それだけならまだしも、周囲の通行人たちが「やだ誘拐…?」「通報しなきゃ」などとあまりよろしくないヒソヒソ話が聞こえてきて慌てて彼女の腕を掴んでいた手を離す。
「いえ、お気になさらず。それではまた明日」
そして黒姫はそうとだけ言い残して夜の雑踏の中に消えていった。
「おやっさん…あの子って本当に何者なんすか…」
翌日、昨晩の出来事にグッタリした様子の川間が、少し遅れて出勤してきた冴木へと机に突っ伏したまま愚痴をこぼすと、冴木も川間の様子に心当たりがあるのか苦笑して答える。
「その様子だと昨日は飯食ってお開きだったか。それにしても凄いだろうあの子の食欲は」
「ええ、俺だって食う方ですけどあんな食うヤツ見たことないっすよ」
「それだけじゃなく彼女には飯を食うときには報告書を読むなって言い聞かせていたんだがな…アメリカの生活が元通りにしちまったみたいだな」
「なんでそんなことまで分かったんすか…?」
「お前の前任者も彼女と組ませた翌日には同じような顔してたからな」
どうやら彼女が渡米する前のパートナーもその性格に苦労したようで被害者が自分だけじゃないことを知った川間も幾分か気持ちが晴れたようで、表情を明るくして上体を起こした。
しかし、そんな川間を冴木が再び突き落すような一言を発する。
「まあ、そいつは組んで1週間も経たずに失踪したけどな。お前は頑張れよ」
「なんで今そんな不吉なこと言うんですか!」
「そろそろ黒姫が来るんじゃないか?」
川間が時計を見やると9時30分、確かに彼女が来てもおかしくない時間になっていた。
するとドアを開けて黒姫が姿を見せた。
「やあ黒姫。今日から本格的によろしく頼むな」
「小父さまお任せください。最大限、川間さんのサポーターとして立ち回らせていただきますわ」
そう言って黒姫は微笑むが、川間には彼女の笑みが普段の表情と同様に感情の欠落しているもののように思えてならなかった。
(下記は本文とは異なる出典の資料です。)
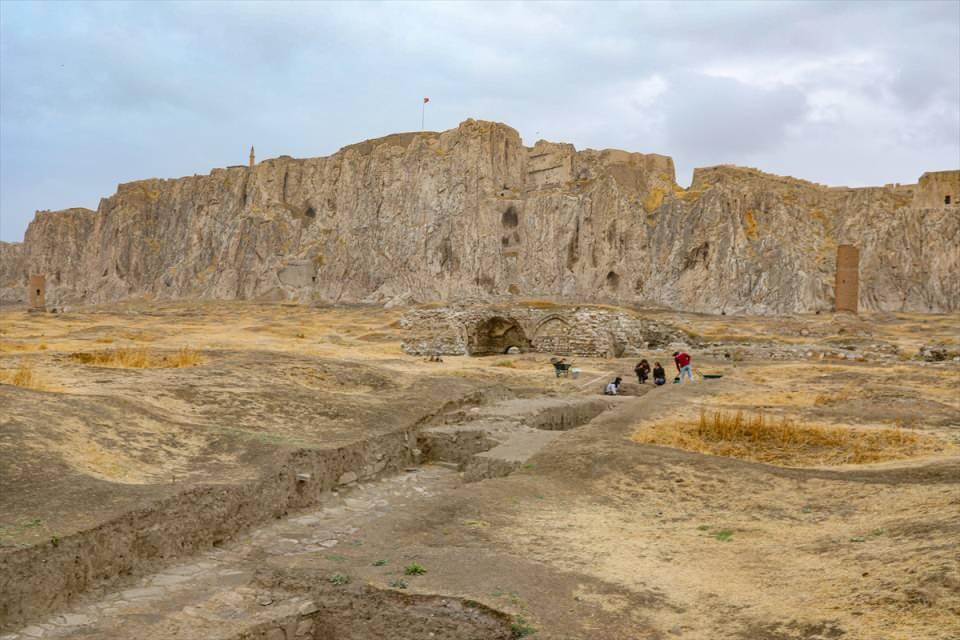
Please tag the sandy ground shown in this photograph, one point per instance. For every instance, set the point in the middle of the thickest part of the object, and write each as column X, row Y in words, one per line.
column 596, row 537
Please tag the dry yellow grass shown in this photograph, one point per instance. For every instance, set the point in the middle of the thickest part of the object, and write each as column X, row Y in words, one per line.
column 24, row 377
column 22, row 346
column 139, row 358
column 754, row 437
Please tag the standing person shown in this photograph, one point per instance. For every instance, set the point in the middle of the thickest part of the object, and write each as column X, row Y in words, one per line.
column 613, row 387
column 682, row 360
column 659, row 375
column 643, row 371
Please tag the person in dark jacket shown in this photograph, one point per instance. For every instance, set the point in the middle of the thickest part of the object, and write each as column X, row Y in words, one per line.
column 659, row 375
column 682, row 360
column 613, row 388
column 643, row 371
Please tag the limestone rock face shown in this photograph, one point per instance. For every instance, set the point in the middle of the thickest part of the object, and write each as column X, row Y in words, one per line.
column 472, row 213
column 11, row 272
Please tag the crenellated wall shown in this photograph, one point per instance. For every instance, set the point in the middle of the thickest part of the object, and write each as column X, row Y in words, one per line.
column 473, row 213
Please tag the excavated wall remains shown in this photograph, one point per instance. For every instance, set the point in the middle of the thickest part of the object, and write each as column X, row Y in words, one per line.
column 587, row 331
column 472, row 212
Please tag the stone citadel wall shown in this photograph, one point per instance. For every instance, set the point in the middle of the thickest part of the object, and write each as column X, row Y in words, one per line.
column 472, row 213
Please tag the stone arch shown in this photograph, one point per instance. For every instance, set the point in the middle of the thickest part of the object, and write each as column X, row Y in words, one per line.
column 552, row 335
column 495, row 335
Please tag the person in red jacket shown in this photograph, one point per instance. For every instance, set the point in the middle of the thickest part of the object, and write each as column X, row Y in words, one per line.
column 682, row 360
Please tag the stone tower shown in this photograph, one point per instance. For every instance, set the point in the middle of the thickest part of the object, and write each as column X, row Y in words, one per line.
column 37, row 293
column 847, row 290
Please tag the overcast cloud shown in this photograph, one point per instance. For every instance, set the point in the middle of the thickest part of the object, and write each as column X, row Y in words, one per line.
column 91, row 95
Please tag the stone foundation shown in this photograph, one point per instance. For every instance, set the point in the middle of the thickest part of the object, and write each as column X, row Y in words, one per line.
column 587, row 331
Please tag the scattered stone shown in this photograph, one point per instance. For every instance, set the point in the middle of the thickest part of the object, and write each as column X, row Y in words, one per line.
column 168, row 580
column 73, row 620
column 145, row 592
column 307, row 608
column 305, row 627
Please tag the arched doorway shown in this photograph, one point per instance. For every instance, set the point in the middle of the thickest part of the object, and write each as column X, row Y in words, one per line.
column 496, row 335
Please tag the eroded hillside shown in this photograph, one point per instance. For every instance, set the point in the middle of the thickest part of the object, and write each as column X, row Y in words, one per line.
column 472, row 212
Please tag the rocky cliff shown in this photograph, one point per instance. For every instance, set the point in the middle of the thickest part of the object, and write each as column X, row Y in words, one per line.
column 472, row 213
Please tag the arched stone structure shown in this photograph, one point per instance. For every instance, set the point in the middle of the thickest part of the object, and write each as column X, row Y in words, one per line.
column 496, row 334
column 552, row 335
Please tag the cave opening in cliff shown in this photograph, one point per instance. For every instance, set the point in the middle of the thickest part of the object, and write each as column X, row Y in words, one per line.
column 510, row 219
column 613, row 281
column 496, row 335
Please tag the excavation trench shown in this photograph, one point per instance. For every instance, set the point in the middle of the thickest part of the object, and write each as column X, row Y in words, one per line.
column 496, row 440
column 369, row 614
column 483, row 435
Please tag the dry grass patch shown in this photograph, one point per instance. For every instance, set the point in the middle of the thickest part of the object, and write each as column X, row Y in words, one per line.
column 755, row 437
column 24, row 376
column 13, row 347
column 139, row 358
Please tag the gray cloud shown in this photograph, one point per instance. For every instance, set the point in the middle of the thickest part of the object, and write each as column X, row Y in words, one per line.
column 92, row 94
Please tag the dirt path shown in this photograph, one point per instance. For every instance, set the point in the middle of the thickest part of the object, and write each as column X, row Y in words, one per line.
column 215, row 595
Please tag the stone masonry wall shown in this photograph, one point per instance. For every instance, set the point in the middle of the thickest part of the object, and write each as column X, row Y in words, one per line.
column 587, row 331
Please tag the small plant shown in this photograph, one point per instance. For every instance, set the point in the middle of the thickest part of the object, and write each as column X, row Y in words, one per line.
column 521, row 628
column 24, row 377
column 723, row 535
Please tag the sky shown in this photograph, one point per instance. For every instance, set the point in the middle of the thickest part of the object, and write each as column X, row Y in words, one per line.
column 842, row 93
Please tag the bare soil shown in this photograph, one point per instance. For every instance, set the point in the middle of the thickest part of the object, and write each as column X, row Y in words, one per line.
column 294, row 412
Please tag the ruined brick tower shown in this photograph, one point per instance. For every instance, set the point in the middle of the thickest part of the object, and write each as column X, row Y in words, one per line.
column 847, row 290
column 38, row 292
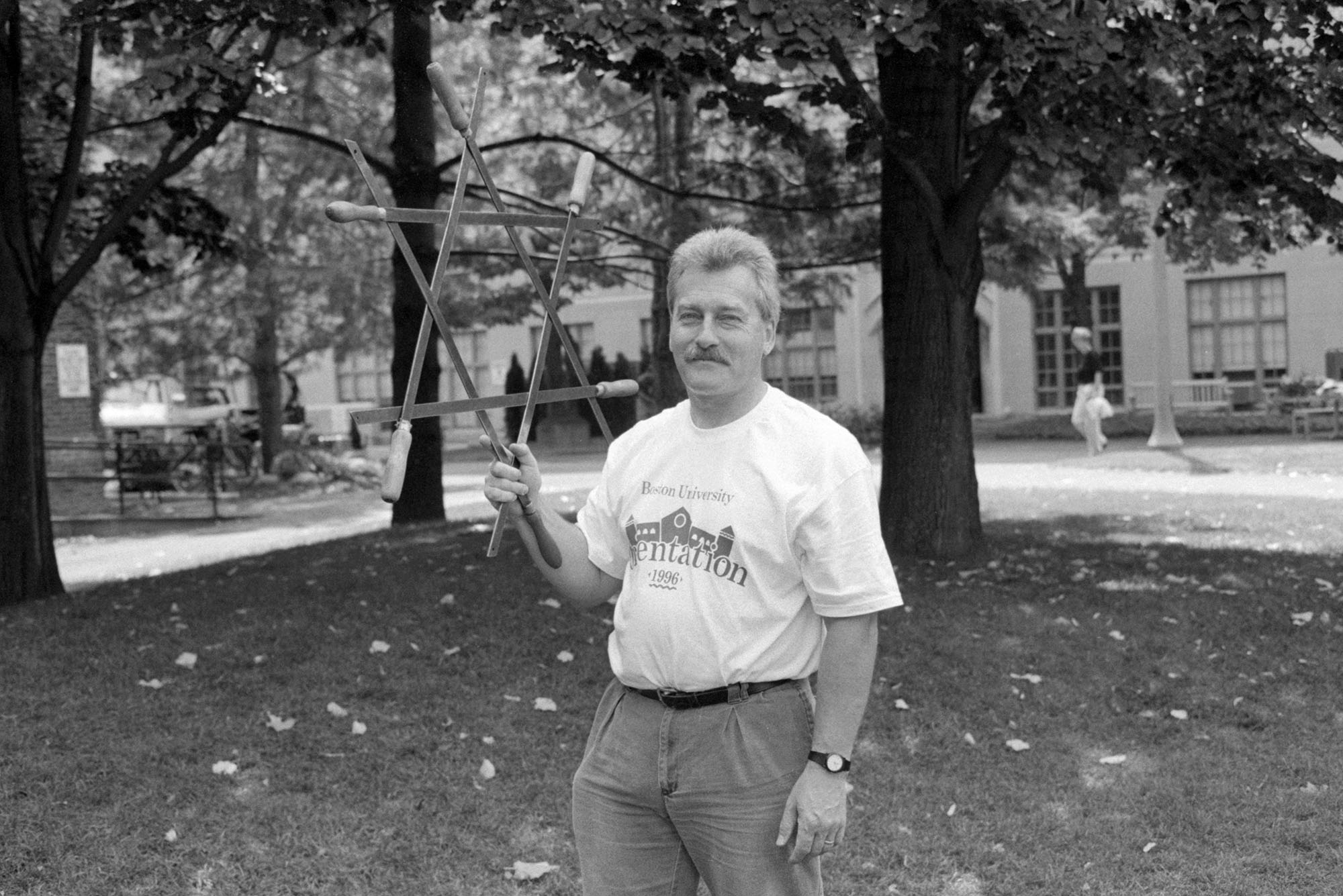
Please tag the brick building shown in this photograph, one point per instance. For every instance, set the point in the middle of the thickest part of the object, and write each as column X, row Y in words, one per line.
column 71, row 413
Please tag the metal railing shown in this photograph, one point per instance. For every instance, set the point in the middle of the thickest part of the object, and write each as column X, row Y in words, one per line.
column 210, row 463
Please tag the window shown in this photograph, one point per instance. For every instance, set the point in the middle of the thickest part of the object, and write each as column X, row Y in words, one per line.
column 1238, row 328
column 647, row 336
column 471, row 345
column 1055, row 356
column 804, row 358
column 365, row 377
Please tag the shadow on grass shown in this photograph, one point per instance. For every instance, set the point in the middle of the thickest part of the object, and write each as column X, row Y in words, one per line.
column 1180, row 709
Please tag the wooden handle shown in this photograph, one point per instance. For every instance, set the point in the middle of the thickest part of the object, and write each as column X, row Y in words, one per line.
column 617, row 389
column 344, row 212
column 456, row 114
column 545, row 542
column 582, row 180
column 396, row 472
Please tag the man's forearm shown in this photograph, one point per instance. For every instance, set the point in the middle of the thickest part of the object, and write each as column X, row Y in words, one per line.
column 578, row 580
column 844, row 682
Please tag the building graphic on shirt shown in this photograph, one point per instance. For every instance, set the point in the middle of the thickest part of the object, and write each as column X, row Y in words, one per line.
column 678, row 540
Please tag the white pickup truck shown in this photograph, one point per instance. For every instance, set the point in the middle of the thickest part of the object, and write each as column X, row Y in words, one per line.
column 159, row 401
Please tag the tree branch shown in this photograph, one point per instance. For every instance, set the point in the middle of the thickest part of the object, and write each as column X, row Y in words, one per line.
column 167, row 168
column 68, row 183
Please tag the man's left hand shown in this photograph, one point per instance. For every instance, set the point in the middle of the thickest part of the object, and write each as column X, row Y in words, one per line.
column 817, row 809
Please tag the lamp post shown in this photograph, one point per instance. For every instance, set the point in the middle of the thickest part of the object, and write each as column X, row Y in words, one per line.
column 1164, row 413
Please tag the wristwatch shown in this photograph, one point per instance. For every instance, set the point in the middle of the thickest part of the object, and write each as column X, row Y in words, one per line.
column 831, row 761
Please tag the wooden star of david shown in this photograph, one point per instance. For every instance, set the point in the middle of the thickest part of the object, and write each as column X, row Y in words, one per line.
column 453, row 217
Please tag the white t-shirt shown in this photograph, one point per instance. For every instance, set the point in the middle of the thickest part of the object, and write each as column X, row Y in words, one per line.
column 733, row 544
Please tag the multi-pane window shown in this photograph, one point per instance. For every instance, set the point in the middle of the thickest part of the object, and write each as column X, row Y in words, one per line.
column 1058, row 361
column 365, row 377
column 1238, row 328
column 471, row 345
column 804, row 360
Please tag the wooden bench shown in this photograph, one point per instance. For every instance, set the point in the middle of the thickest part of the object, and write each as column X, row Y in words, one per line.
column 1332, row 412
column 1187, row 395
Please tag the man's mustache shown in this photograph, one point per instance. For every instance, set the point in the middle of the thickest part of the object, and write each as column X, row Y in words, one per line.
column 706, row 356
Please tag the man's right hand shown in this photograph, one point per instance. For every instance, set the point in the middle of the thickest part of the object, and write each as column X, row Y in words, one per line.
column 504, row 482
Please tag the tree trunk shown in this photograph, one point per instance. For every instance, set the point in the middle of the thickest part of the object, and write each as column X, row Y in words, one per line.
column 1072, row 271
column 265, row 366
column 930, row 277
column 28, row 307
column 28, row 550
column 672, row 146
column 416, row 184
column 265, row 353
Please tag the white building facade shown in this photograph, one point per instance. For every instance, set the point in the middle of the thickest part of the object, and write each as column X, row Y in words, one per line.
column 1250, row 323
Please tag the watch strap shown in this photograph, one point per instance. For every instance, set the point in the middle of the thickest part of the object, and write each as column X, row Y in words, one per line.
column 832, row 762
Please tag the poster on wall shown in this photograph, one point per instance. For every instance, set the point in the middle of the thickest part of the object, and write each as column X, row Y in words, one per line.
column 73, row 370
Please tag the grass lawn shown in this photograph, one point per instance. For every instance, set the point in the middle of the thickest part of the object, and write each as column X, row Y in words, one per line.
column 1176, row 681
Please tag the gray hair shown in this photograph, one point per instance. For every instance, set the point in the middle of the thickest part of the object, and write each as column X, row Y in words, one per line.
column 725, row 248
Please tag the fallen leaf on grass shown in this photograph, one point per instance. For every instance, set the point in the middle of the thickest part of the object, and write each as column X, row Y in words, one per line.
column 277, row 724
column 530, row 870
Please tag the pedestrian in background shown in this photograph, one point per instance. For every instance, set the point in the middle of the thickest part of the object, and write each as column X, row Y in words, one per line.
column 1091, row 405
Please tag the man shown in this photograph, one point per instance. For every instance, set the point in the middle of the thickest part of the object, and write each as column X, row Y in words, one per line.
column 1090, row 405
column 741, row 532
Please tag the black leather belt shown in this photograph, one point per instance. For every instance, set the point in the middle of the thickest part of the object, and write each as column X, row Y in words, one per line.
column 694, row 699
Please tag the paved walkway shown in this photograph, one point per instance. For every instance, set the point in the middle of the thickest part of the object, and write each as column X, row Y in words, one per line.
column 1228, row 466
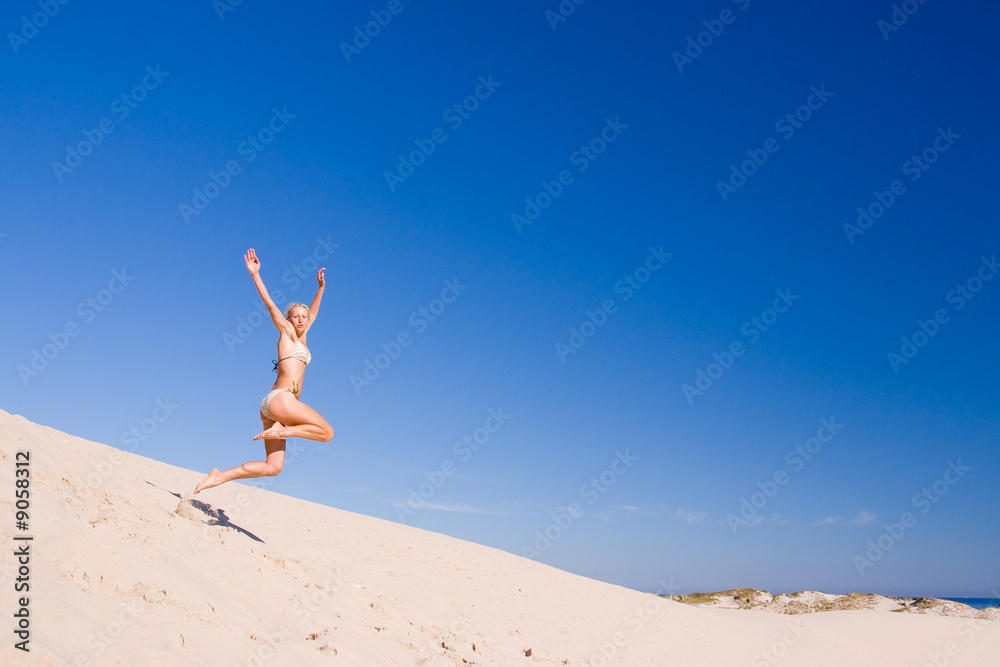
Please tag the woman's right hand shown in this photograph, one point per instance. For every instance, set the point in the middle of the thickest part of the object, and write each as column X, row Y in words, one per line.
column 253, row 264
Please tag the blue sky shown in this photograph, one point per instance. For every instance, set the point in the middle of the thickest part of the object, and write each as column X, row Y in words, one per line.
column 689, row 207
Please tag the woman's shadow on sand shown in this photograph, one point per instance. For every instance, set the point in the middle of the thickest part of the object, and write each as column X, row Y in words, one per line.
column 217, row 516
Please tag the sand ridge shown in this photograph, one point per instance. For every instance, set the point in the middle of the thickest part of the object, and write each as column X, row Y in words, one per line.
column 129, row 570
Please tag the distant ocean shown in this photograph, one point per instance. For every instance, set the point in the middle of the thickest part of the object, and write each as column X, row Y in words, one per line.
column 978, row 603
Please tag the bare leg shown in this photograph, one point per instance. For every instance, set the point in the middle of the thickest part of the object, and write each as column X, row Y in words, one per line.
column 272, row 466
column 295, row 419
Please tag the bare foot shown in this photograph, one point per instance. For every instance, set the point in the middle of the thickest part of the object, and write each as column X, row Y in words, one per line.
column 273, row 433
column 208, row 482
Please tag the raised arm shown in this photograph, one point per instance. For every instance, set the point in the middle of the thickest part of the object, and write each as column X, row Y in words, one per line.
column 253, row 266
column 314, row 306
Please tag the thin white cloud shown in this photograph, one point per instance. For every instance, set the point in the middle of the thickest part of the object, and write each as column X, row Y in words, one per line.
column 688, row 516
column 863, row 518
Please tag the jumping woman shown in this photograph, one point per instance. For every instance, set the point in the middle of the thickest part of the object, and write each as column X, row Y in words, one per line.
column 282, row 414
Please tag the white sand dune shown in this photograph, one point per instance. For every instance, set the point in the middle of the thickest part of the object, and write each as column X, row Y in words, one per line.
column 124, row 572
そんなことも冴木は分かっているのだろうが、別段気にした様子もなく二人の肩にポンッと手を置く。
「それじゃ、二人とも頑張ってくれよ」
そして冴木は去り際に川間だけに聞こえる声で囁いた。
「この子は何かと無茶をしすぎる癖がある、そん時は無理にでも止めてやってくれ。それがお前の、彼女の相棒としての役割だ」
こう言い残すと冴木は川間の答えも聞かずさっさと居なくなってしまった。
なんて理不尽なと思う川間であったが、同時に冴木が彼の答えを聞かなかったのはその役目を必ず果たしてくれるだろうという川間への絶対的な信頼の表れでもあるのだろうと彼自身も感じていた。
「では、小父さまにも後押ししていただきましたし、出発しましょうか」
「どこかアテはあるのか?」
尋ねられた黒姫は口元を僅かに笑ませると「ヒミツです」と答える。
その彼女の雰囲気に川間は若干うすら寒いものを感じずにはいられなかった。